Southern Mutual Investment Corp. v. Thornton

Evans, Judge.

Carlton E. Dabney, Jr. gave a loan deed on lands in DeKalb County to Southern Mutual Investment Corp. Later, Dabney sold this property to Calvin C. Thornton, without having paid off the above loan. Southern Mutual Investment Corp. then advertised the lands for sale under its power of sale, in order to secure payment of the above loan; and on the day following the first advertisement Southern Mutual Investment Corp. filed a petition for receivership as to Calvin C. Thornton and the aforementioned lands. The advertisement continued and the lands were sold. A receiver was appointed; Thornton appealed to the Supreme Court of Georgia, where his appeal was declared to be moot because the property had been sold and no purpose would be served in ruling on same. Thornton v. Southern Mutual Inv. Co., 231 Ga. 36 (200 SE2d 126).

On April 24, 1973, Southern Mutual brought the present action to confirm the sale, naming Thornton as defendant, and alleged that it had purchased the property for its true market value of $20,000.00, and alleged that this amount was insufficient to pay the indebtedness due.
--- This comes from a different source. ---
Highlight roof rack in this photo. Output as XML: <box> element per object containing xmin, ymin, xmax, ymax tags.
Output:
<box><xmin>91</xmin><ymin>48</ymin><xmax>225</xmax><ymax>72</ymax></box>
Exhibits attached show that the indebtedness was more than $31,000. Defendant answered, and alleged that no claim was set forth, and set forth certain specific reasons as to the failure to set forth a claim, including those reasons set forth in the trial judge’s final order in the case.

The motion to confirm the sale came on for hearing, and defendant’s motion to strike and dismiss said motion was sustained for the following reasons: No proper notice of sale had been given to defendant as required by Code § 39-1101, although he was then in possession of the property; plaintiff knew Thornton was the debtor; and that the receiver had not been formally or officially discharged, and had not been served as a party to motion or application to confirm the sale. Plaintiff appeals. Held:

1. To conduct a valid sale of real estate under power contained in a deed to secure debt, the sale, "shall be *766advertised and conducted at the time and place and in the usual manner of sheriffs sale in the county in which real estate ... is located.” Code Ann. § 67-1506 (Ga. L. 1935, p. 381). No notice beyond that required by law (the advertisement) and the contract is necessary, and there is no denial of due process of law because no hearing is required before sale. Ruff v. Lee, 230 Ga. 426 (197 SE2d 376).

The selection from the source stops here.